But Jerry Lee's God was really Real, and all his demons too. That's what made his rock'n'roll so terrifying and visceral. If sin is to be exciting, then you need to believe it truly sinful. Lewis did believe; even now his music swings back and forth, between the cackling madness of a man who's embraced damnation and the maudlin lowing of a penitent drunk. Tonight he leans toward the latter style and disappoints the larger part of his following who are up for the hot stuff. "Louder, Jerry Lee! Louder!' yells one of the many exquisite teddy boys present.
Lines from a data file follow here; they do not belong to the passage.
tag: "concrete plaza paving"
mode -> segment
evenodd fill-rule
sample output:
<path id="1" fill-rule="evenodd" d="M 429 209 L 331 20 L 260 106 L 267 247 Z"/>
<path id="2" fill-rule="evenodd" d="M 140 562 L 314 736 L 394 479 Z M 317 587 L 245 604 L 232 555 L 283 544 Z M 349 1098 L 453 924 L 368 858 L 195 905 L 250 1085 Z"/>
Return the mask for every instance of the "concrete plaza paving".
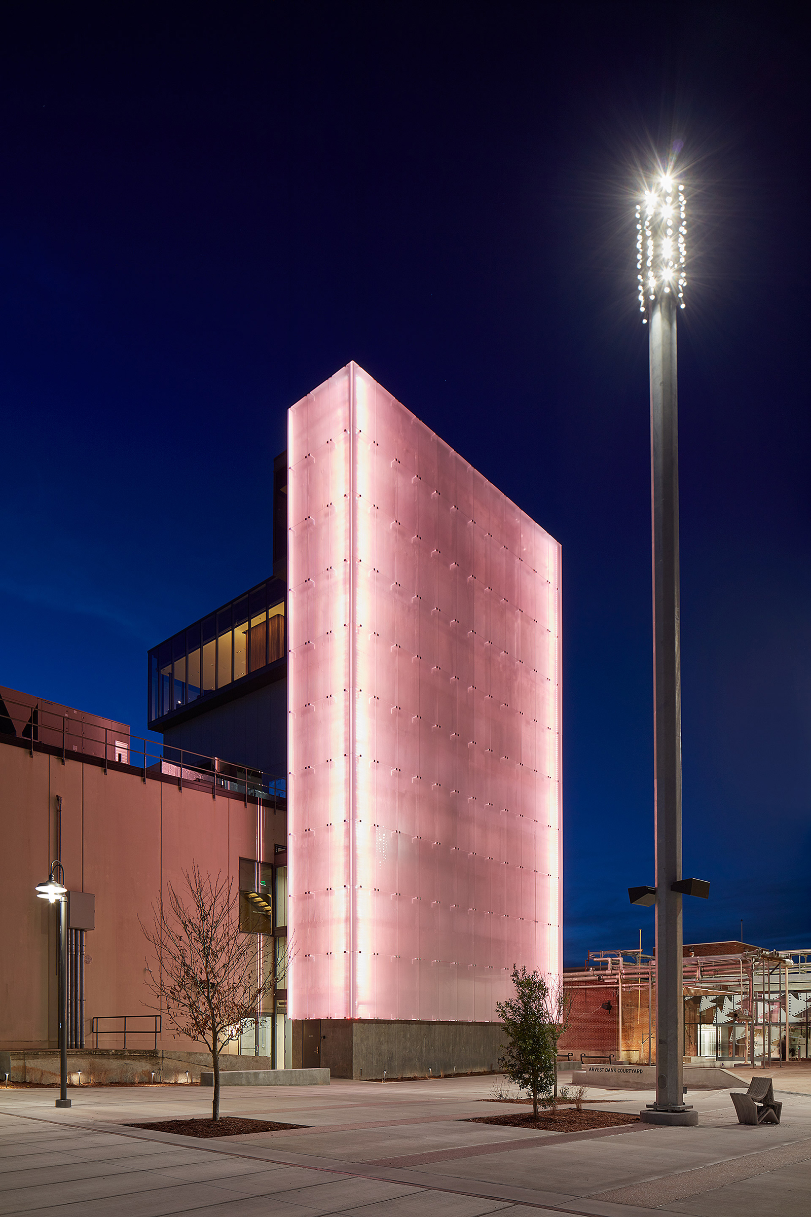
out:
<path id="1" fill-rule="evenodd" d="M 492 1087 L 488 1077 L 233 1088 L 224 1115 L 309 1127 L 212 1140 L 124 1127 L 210 1114 L 210 1090 L 196 1086 L 71 1088 L 67 1111 L 52 1089 L 0 1087 L 0 1215 L 811 1212 L 811 1094 L 779 1092 L 779 1126 L 738 1125 L 728 1093 L 705 1090 L 688 1095 L 698 1128 L 567 1134 L 466 1123 L 519 1110 L 492 1103 Z M 610 1111 L 652 1101 L 644 1092 L 588 1098 Z"/>

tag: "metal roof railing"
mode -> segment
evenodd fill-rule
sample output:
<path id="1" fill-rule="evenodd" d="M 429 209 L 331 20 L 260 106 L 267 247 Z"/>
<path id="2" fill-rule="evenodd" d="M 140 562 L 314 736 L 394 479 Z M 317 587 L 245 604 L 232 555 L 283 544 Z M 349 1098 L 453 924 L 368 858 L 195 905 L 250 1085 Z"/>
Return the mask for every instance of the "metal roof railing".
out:
<path id="1" fill-rule="evenodd" d="M 180 790 L 184 785 L 210 789 L 213 798 L 218 791 L 242 795 L 246 806 L 249 800 L 277 802 L 287 798 L 287 776 L 133 735 L 122 723 L 103 725 L 103 719 L 75 711 L 64 713 L 67 707 L 52 710 L 52 705 L 40 697 L 19 701 L 6 695 L 0 701 L 0 739 L 24 740 L 30 756 L 35 744 L 49 747 L 61 753 L 62 764 L 67 757 L 96 757 L 103 761 L 105 773 L 111 764 L 128 765 L 140 769 L 143 781 L 147 774 L 165 774 L 178 779 Z"/>

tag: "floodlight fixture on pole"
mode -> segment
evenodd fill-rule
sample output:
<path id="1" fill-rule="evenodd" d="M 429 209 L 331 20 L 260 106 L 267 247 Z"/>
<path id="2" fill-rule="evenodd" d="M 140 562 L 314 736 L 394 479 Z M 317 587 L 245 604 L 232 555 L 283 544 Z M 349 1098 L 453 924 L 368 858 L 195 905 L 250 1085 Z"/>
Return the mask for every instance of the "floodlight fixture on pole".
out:
<path id="1" fill-rule="evenodd" d="M 648 325 L 653 565 L 657 1101 L 652 1123 L 698 1123 L 685 1105 L 681 881 L 681 656 L 676 316 L 687 286 L 687 198 L 672 158 L 636 206 L 637 295 Z M 649 894 L 649 893 L 647 893 Z"/>
<path id="2" fill-rule="evenodd" d="M 56 877 L 58 868 L 61 877 Z M 49 904 L 60 905 L 60 1098 L 57 1107 L 69 1107 L 68 1099 L 68 890 L 64 886 L 62 863 L 51 863 L 47 879 L 36 885 L 36 896 Z"/>

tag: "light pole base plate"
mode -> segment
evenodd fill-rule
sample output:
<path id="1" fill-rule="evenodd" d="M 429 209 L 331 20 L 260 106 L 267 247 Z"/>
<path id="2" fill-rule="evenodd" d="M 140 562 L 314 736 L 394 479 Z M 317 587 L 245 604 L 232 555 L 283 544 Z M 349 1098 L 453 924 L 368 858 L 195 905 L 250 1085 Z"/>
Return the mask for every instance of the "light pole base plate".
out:
<path id="1" fill-rule="evenodd" d="M 643 1125 L 692 1126 L 698 1123 L 698 1111 L 693 1111 L 692 1107 L 687 1111 L 652 1111 L 651 1107 L 646 1107 L 640 1112 L 640 1120 Z"/>

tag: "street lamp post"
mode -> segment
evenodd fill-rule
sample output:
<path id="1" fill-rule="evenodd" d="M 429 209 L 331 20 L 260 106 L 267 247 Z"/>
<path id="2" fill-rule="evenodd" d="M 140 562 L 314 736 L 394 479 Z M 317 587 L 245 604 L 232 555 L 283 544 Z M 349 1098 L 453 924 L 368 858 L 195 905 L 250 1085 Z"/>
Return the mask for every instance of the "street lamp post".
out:
<path id="1" fill-rule="evenodd" d="M 55 876 L 60 869 L 61 879 Z M 60 1098 L 57 1107 L 69 1107 L 68 1099 L 68 890 L 64 886 L 64 869 L 61 862 L 51 863 L 51 873 L 36 885 L 36 894 L 50 904 L 60 905 Z"/>
<path id="2" fill-rule="evenodd" d="M 672 164 L 644 191 L 636 217 L 640 312 L 649 325 L 657 851 L 657 1101 L 642 1117 L 698 1123 L 683 1095 L 676 316 L 685 307 L 687 221 Z"/>

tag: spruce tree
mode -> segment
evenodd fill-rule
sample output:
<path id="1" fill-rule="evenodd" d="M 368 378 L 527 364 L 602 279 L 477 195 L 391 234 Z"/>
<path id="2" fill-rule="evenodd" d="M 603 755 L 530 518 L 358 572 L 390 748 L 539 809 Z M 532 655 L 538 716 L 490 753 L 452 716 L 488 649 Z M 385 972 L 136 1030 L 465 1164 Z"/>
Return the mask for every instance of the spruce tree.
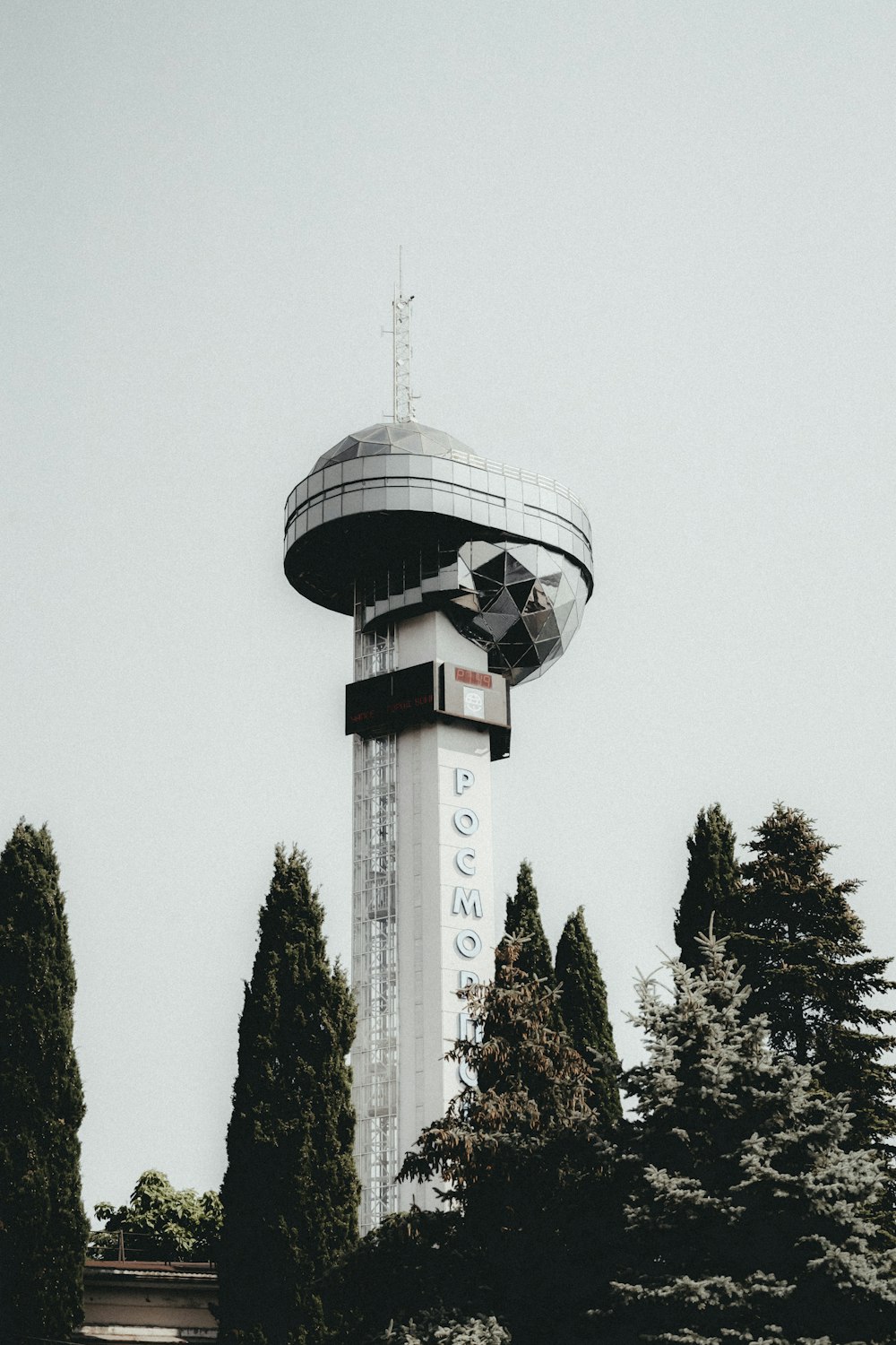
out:
<path id="1" fill-rule="evenodd" d="M 896 983 L 885 978 L 889 959 L 869 956 L 849 904 L 858 882 L 833 881 L 825 861 L 834 847 L 782 803 L 748 845 L 731 951 L 756 1011 L 768 1015 L 771 1044 L 817 1064 L 829 1093 L 849 1095 L 856 1145 L 893 1135 L 896 1079 L 885 1057 L 896 1040 L 885 1029 L 896 1011 L 873 999 Z"/>
<path id="2" fill-rule="evenodd" d="M 75 972 L 46 827 L 24 820 L 0 855 L 0 1323 L 62 1337 L 83 1319 L 87 1220 L 73 1048 Z"/>
<path id="3" fill-rule="evenodd" d="M 541 927 L 541 913 L 539 911 L 539 893 L 532 880 L 532 866 L 528 859 L 520 865 L 516 880 L 516 892 L 508 894 L 506 913 L 504 916 L 504 939 L 498 944 L 498 967 L 504 963 L 504 951 L 508 939 L 519 939 L 514 966 L 531 976 L 540 976 L 548 986 L 553 986 L 553 959 L 551 944 Z"/>
<path id="4" fill-rule="evenodd" d="M 712 920 L 716 935 L 728 932 L 737 897 L 735 833 L 717 803 L 701 808 L 688 837 L 688 881 L 676 912 L 676 943 L 686 967 L 701 964 L 699 935 Z"/>
<path id="5" fill-rule="evenodd" d="M 619 1059 L 607 1013 L 607 987 L 582 907 L 563 927 L 555 972 L 563 1025 L 570 1041 L 590 1067 L 588 1104 L 609 1135 L 622 1120 Z"/>
<path id="6" fill-rule="evenodd" d="M 520 968 L 523 948 L 509 939 L 502 975 L 463 991 L 472 1021 L 488 1028 L 447 1059 L 465 1061 L 480 1087 L 426 1127 L 399 1178 L 441 1180 L 463 1213 L 451 1248 L 459 1244 L 467 1270 L 455 1276 L 455 1303 L 443 1306 L 496 1313 L 514 1345 L 543 1345 L 564 1340 L 594 1302 L 618 1224 L 607 1194 L 613 1149 L 587 1104 L 588 1068 L 555 1025 L 557 991 Z"/>
<path id="7" fill-rule="evenodd" d="M 740 970 L 713 939 L 674 995 L 639 989 L 646 1064 L 615 1311 L 602 1340 L 883 1345 L 896 1323 L 896 1254 L 868 1217 L 883 1186 L 849 1150 L 845 1099 L 768 1049 Z"/>
<path id="8" fill-rule="evenodd" d="M 330 967 L 308 861 L 277 849 L 239 1024 L 222 1186 L 220 1338 L 318 1345 L 321 1284 L 357 1239 L 345 1057 L 355 1005 Z"/>

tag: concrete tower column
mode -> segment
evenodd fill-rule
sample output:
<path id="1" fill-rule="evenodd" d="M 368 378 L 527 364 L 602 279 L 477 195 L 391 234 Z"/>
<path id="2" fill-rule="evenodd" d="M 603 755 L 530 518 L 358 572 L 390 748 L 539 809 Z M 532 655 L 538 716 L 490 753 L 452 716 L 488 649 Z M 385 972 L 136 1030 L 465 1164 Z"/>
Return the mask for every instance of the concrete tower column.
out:
<path id="1" fill-rule="evenodd" d="M 355 617 L 352 1048 L 361 1233 L 414 1196 L 402 1158 L 462 1088 L 457 997 L 493 972 L 492 761 L 510 687 L 570 644 L 591 596 L 582 503 L 398 420 L 348 434 L 286 500 L 283 566 Z"/>

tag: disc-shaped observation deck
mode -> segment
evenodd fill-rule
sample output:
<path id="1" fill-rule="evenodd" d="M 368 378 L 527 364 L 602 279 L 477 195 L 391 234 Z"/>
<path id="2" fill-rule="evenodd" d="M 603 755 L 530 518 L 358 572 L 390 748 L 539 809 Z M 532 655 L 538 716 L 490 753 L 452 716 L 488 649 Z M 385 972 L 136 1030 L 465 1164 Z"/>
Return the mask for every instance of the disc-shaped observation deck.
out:
<path id="1" fill-rule="evenodd" d="M 571 491 L 415 421 L 348 434 L 317 460 L 286 500 L 283 566 L 363 628 L 445 611 L 513 683 L 563 654 L 594 588 Z"/>

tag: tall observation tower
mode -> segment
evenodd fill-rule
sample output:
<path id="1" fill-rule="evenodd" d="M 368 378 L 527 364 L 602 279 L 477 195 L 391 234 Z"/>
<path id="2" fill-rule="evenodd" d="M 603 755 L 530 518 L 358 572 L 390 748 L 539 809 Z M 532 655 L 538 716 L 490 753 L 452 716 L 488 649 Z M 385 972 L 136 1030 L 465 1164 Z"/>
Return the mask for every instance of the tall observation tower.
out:
<path id="1" fill-rule="evenodd" d="M 411 296 L 412 297 L 412 296 Z M 340 440 L 286 500 L 285 570 L 355 619 L 352 1050 L 361 1232 L 410 1202 L 395 1176 L 462 1084 L 458 989 L 490 979 L 492 761 L 510 687 L 564 652 L 591 596 L 566 487 L 412 418 L 411 299 L 392 304 L 394 420 Z M 435 1208 L 434 1192 L 414 1192 Z"/>

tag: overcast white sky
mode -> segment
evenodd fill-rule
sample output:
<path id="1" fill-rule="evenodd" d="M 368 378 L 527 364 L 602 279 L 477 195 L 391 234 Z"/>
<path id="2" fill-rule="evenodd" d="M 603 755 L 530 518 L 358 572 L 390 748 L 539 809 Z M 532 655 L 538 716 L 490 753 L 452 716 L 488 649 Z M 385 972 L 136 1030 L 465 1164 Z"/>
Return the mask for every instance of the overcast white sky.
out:
<path id="1" fill-rule="evenodd" d="M 618 1041 L 685 838 L 775 799 L 893 920 L 892 3 L 7 0 L 0 833 L 67 892 L 85 1198 L 216 1186 L 274 845 L 348 954 L 351 621 L 282 506 L 391 401 L 588 504 L 496 885 L 586 907 Z"/>

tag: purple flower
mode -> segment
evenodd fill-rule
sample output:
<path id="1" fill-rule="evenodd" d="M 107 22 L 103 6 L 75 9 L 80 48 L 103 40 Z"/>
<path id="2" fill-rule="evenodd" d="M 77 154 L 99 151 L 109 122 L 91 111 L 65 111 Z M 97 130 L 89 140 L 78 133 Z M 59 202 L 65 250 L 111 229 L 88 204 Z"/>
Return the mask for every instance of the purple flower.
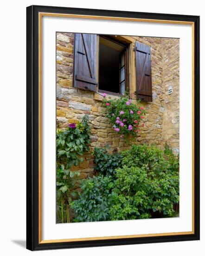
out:
<path id="1" fill-rule="evenodd" d="M 75 123 L 70 123 L 68 125 L 68 126 L 70 128 L 72 128 L 72 129 L 74 129 L 74 128 L 75 128 L 76 127 L 76 124 Z"/>

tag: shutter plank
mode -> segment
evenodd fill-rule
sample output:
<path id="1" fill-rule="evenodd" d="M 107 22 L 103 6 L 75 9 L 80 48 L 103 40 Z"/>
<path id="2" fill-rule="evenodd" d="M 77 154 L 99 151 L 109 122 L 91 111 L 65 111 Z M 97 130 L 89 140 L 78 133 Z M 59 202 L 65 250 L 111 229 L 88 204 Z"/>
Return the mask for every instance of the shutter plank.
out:
<path id="1" fill-rule="evenodd" d="M 75 87 L 96 90 L 96 41 L 95 34 L 75 34 Z"/>
<path id="2" fill-rule="evenodd" d="M 137 98 L 141 100 L 152 101 L 150 47 L 135 42 Z"/>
It's doubtful that Lewis hears him, or would care anyway. He takes the show along at his own, magisterial pace. He plays whatever moping country ballads he damn well pleases, and then relaxes with drawling monologues that nobody can make out through the PA. When he does rock out it's a pantomime performed with insolent ease. On the piano, his left hand pumps up a rumble of thunder while his right hand hammers the famous staccato clatter. Lazily he'll lift a leg and let his boot heel add to the mayhem. Once or twice - and this is true - he stands up and plays that piano with his arse. And no bum notes, either.

The luckiest teddy boys and girls get to jive around him on the stage until they're led away. When the going gets slow again and rockers are restless, Jerry Lee looks down at them with his sinister smile. He always knows he can fix any crowd before the night ends by cutting loose those three climactic numbers: "Great Balls of Fire", "High School Confidential" and "Whole Lotta Shakin' Goin' On". They may bore him but they enthral anyone who hears them played by Jerry Lee Lewis, "the Killer" himself. And momentarily you feel the privilege of witnessing this man who belongs to musical history.

Lewis comes from the same place and time that rock itself did, in the swampy Southern land where blues met country & western. The world that fashioned this God-fearing, gun-loving, hard-living, bug-eyed wild man is long gone.Sometimes tonight to watch him on stage is like visiting the Colosseum - a place where blood and terror once held sway but now is only an historical site. Then you look around and there is a real live lion, roaring and ready to dine.